La carte judiciaire et sa réforme

Jusqu'en 2009, environ 1 200 juridictions existaient sur le territoire national, réparties selon une carte judiciaire datant de 1958 et dont les grands principes remontaient au début du XIXe siècle. L’inadéquation entre la répartition des juridictions françaises et les évolutions démographiques avait conduit, depuis déjà plusieurs années, à une réflexion sur la nécessaire réforme de la carte judiciaire dans l’intérêt de l’efficacité de la justice et dans l’espoir de réaliser des économies d’échelle.

De nombreux rapports avaient ainsi été rendus sur le sujet, depuis la mission parlementaire « Justice et Ville » en 1993 jusqu'à la nomination en 1998 d’un délégué à la réforme de la carte judiciaire auprès de la direction des services judiciaires. Ces travaux avaient abouti à la suppression, par décret du 30 juillet 1999, de 36 tribunaux de commerce. Ils ont constitué les prémices d’une réforme d’ampleur, initiée en 2007, qui a conduit à regrouper les juridictions à l’échelle départementale et régionale, afin de permettre une plus grande spécialisation des magistrats et une meilleure lisibilité de l’organisation judiciaire. La loi de modernisation de la justice du 18 novembre 2016 et la loi de programmation pour la justice du 23 mars 2019 ont renforcé cette logique de spécialisation.
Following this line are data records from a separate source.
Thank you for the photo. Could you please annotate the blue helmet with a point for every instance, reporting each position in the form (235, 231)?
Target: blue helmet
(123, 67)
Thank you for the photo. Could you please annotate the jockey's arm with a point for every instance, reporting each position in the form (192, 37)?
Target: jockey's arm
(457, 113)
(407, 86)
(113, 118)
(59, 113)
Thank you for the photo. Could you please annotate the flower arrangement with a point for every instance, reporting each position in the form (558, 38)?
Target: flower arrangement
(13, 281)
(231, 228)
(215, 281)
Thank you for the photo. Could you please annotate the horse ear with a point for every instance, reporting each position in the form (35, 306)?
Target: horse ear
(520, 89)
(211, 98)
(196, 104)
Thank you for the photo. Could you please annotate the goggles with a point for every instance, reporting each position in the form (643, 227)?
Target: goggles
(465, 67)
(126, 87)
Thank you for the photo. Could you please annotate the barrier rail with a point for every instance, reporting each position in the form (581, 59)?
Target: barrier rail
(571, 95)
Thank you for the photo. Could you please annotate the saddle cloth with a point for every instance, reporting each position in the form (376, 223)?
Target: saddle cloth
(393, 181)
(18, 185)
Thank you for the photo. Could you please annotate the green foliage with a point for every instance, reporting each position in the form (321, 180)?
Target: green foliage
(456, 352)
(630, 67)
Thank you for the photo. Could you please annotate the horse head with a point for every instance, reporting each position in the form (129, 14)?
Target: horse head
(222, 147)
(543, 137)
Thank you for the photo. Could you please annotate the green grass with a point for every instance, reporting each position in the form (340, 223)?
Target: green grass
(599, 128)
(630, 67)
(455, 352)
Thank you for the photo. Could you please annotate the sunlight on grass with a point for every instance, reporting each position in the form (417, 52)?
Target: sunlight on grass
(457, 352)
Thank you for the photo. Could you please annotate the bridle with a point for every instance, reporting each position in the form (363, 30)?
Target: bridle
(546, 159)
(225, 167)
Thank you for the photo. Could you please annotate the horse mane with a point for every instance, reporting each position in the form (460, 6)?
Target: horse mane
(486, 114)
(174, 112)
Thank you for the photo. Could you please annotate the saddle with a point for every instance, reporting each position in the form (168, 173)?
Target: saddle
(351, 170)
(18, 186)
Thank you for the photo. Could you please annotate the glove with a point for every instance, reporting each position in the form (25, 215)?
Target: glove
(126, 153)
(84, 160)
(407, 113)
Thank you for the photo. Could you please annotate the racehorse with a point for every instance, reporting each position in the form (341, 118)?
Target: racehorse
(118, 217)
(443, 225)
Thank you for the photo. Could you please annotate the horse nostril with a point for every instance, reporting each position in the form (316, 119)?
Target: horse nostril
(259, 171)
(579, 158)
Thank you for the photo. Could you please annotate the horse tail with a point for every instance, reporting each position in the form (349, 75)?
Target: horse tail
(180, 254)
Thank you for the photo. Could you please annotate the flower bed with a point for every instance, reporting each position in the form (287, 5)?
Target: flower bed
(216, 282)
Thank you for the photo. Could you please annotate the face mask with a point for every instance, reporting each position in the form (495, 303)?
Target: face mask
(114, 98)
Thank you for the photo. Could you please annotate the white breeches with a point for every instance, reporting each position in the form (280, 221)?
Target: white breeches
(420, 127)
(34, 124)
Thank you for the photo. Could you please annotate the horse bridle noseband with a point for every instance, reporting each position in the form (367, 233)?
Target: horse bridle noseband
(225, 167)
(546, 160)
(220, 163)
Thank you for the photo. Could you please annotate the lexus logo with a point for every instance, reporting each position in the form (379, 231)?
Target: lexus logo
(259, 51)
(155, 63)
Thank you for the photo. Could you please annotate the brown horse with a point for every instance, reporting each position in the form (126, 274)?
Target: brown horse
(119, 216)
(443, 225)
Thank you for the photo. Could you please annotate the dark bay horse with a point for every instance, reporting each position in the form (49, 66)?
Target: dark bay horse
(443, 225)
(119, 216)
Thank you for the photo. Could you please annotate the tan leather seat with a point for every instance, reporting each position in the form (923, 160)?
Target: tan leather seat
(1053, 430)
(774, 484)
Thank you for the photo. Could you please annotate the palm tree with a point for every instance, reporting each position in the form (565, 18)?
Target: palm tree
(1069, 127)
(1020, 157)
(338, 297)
Le regroupement géographique

Les décrets des 15 février et 29 mai 2008 ont modifié en conséquence les sièges et ressorts des tribunaux d’instance, tribunaux de grande instance, tribunaux de commerce et conseils de prud'hommes, supprimant près de 400 juridictions et en créant une dizaine. La mise en œuvre de cette réforme s’est échelonnée jusqu'en 2011, avec quelques ajustements postérieurs, de sorte qu’il existe désormais 36 cours d’appels (0 suppression, 1 création), 164 tribunaux de grande instance (21 suppressions, 3 réouvertures), 304 tribunaux d’instance (178 suppressions, 7 créations), 210 conseils prud'hommes (62 suppressions, 1 création), 136 tribunaux de commerce (55 suppressions, 5 créations). Le nombre total d’implantations de juridictions judiciaires sur le territoire national s’établissait à 819 en 2011 contre 1 206 avant la réforme. La répartition géographique des juridictions administratives n’a en revanche pas été modifiée.

S'il est difficile de tirer un bilan définitif de la réforme de la carte judiciaire, on peut néanmoins porter une première appréciation contrastée sur les modalités et les effets de cette réorganisation historique de la justice. Un rapport du Sénat pointait en 2012 ses « conséquences négatives pour les justiciables, notamment les plus fragiles », du fait de l’éloignement des juridictions et d'un accroissement des délais de traitement des dossiers. À l’inverse, le rapport annuel 2015 de la Cour des comptes constatait que la réforme avait permis, pour un coût maîtrisé (évalué à 413 millions d’euros), d’atteindre les objectifs fixés de rationalisation (gestion immobilière, répartition des ressources humaines) sans dégradation de la qualité du service public rendu. La Cour relevait une meilleure adéquation entre carte judiciaire et densité démographique, mais regrettait que la réforme n’ait pas concerné les cours d’appel et qu'elle ait insuffisamment réorganisé les tribunaux de commerce.

La spécialisation en pôles

Au-delà des questions purement géographiques, l’objectif affiché par la réforme de la carte judiciaire était d’accroître l’efficacité et la qualité du service public de la justice en permettant une plus grande spécialisation des contentieux, des magistrats et des juridictions.

Si cette tendance à la spécialisation territoriale de certaines juridictions en « pôles » est déjà ancienne (ainsi des 35 pôles économiques et financiers depuis 1975, du pôle antiterroriste parisien depuis 1986 ou des pôles de l’instruction créés par la loi du 5 mars 2007), elle s’est considérablement renforcée récemment. La loi du 18 novembre 2016 a par exemple transféré aux pôles sociaux de 116 tribunaux de grande instance le contentieux de la sécurité sociale et de l’aide en remplacement des anciens tribunaux des affaires de sécurité sociale. La loi du 23 mars 2019 a créé une juridiction unique à compétence nationale en matière d’injonction de payer, et fusionné tribunaux d’instance et de grande instance au profit du tribunal judiciaire (ancien TGI) et de chambres de proximité (anciens TI) désormais susceptibles d’être spécialisés par blocs de compétence.

Enfin, dans l’objectif d’une mise en cohérence de la carte judiciaire avec la carte administrative destinée à éviter la multiplication des interlocuteurs judiciaires vis-à-vis des autres services de l’État, la loi du 23 mars 2019 a créé la possibilité de désigner un procureur de la République par département pour représenter l’ensemble des parquets du ressort.